Pour-Over Coffee Calculator
Turn a ratio into a repeatable recipe. Set your total water and ratio, choose a bloom and number of pours, and get the coffee dose plus an evenly split pour schedule for your V60, Kalita, or Chemex.
1 g water = 1 mL. A single mug is roughly 300–350 g; a Chemex batch 500–700 g.
Bloom is usually 2–3× the coffee weight; 2–3 even pours after it is typical.
Formula & how it works
Coffee dose is total water ÷ ratio. Bloom water is coffee × bloom factor, and the remaining water is split evenly: (total − bloom) ÷ pours per pour.
The schedule shows cumulative scale targets, so you pour up to each running total rather than measuring each pour separately.
Worked example
With 400 g of water at 1:16, the dose is 25 g of coffee. A 2× bloom is 50 g of water. That leaves 350 g split over two pours, 175 g each — so on the scale you bloom to 50 g, pour to 225 g, then finish at 400 g.
Pouring with intention
The bloom sets up the brew
Fresh coffee releases carbon dioxide when it first meets water. Wetting all the grounds with a small bloom and pausing thirty to forty-five seconds lets that gas escape, so the main pours saturate evenly instead of channeling around gas pockets. Fresher beans bloom more vigorously.

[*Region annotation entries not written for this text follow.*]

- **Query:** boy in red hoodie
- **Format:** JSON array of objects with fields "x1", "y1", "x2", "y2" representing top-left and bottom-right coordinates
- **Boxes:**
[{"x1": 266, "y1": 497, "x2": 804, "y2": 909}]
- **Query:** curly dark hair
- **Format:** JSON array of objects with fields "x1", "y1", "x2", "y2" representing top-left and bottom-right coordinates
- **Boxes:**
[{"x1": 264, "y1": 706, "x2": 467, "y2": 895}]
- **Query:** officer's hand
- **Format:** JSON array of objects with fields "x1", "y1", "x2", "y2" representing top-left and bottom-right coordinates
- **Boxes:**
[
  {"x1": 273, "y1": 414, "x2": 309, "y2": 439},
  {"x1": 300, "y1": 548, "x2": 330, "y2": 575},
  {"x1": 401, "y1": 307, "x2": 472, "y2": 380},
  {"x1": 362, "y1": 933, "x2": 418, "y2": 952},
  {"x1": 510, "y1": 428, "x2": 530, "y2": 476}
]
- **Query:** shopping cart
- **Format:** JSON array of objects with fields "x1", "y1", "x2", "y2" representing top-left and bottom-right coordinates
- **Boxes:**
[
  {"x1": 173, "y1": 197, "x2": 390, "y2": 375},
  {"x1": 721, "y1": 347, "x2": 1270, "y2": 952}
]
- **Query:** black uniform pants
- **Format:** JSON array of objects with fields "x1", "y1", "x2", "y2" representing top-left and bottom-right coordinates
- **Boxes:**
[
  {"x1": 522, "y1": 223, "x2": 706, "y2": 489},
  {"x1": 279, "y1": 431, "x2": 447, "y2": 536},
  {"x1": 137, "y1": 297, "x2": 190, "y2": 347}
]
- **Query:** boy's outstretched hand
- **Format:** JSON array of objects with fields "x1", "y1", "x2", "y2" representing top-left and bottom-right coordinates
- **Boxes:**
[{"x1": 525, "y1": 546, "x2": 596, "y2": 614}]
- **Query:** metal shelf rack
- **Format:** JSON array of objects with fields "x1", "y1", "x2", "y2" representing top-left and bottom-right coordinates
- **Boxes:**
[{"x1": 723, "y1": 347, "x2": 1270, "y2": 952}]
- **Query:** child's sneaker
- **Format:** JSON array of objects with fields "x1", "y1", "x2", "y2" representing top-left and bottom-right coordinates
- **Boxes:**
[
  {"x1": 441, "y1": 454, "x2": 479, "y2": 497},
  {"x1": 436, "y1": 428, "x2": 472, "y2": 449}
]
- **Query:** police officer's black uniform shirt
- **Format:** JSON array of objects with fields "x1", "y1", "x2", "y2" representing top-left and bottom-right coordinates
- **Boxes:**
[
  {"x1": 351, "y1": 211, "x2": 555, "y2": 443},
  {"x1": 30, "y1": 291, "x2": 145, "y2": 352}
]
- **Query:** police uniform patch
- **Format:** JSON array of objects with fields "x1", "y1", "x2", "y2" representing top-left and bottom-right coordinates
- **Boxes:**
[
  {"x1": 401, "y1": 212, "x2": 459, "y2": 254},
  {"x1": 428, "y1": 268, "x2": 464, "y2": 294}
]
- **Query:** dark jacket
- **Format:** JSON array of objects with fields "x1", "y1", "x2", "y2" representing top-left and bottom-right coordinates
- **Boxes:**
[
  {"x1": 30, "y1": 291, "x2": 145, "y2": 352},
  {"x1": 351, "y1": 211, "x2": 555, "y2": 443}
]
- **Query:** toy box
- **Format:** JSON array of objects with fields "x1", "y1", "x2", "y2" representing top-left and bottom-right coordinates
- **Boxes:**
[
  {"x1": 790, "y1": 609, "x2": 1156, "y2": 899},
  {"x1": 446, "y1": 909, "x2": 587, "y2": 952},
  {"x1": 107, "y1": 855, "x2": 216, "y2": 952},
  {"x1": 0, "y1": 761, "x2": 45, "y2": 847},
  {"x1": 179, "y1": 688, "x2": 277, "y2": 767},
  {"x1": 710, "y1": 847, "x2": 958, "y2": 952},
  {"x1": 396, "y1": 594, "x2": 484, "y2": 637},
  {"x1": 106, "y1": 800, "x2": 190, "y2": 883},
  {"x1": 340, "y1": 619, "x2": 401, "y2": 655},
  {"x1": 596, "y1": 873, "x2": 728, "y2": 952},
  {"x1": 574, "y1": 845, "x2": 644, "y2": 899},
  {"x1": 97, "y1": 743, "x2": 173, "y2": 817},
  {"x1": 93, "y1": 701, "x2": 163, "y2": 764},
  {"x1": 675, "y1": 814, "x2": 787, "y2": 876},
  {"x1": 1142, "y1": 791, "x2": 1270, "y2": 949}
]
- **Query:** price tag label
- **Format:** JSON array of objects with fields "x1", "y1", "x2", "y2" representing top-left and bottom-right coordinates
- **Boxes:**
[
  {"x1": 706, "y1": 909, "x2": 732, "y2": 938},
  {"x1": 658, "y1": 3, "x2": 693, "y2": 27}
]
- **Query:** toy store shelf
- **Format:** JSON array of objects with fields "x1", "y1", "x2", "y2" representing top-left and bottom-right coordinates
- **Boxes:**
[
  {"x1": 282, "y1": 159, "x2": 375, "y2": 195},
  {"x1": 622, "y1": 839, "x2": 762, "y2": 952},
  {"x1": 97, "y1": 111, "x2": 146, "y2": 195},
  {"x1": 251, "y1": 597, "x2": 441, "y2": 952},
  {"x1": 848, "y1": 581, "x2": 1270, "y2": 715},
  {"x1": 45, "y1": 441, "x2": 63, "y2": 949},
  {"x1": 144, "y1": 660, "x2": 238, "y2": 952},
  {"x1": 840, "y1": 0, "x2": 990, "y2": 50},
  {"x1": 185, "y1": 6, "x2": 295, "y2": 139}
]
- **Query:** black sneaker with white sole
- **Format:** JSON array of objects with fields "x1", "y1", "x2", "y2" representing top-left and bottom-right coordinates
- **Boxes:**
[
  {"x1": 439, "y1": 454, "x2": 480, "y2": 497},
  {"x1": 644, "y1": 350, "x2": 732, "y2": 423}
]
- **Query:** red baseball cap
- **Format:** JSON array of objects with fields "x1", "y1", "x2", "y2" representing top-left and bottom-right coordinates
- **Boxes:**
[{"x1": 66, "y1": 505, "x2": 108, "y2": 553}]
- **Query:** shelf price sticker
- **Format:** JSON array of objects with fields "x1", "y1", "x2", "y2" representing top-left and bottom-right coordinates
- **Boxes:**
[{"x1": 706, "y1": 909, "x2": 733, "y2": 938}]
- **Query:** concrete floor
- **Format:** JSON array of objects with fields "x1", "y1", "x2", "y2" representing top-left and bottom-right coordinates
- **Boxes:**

Even pours, even extraction
Splitting the remaining water into equal pours keeps the coffee bed submerged at a steady level and maintains temperature, both of which push toward uniform extraction. Pouring in slow spirals from the center outward avoids driving grounds up the sides where they under-extract.
Adjust by taste, then by ratio
If the cup tastes sharp and sour it is likely under-extracted — grind finer or slow the pours. If it is hollow and bitter, it is over-extracted — grind coarser or pour a touch faster. Once the grind is dialed in, the ratio becomes your simple strength dial.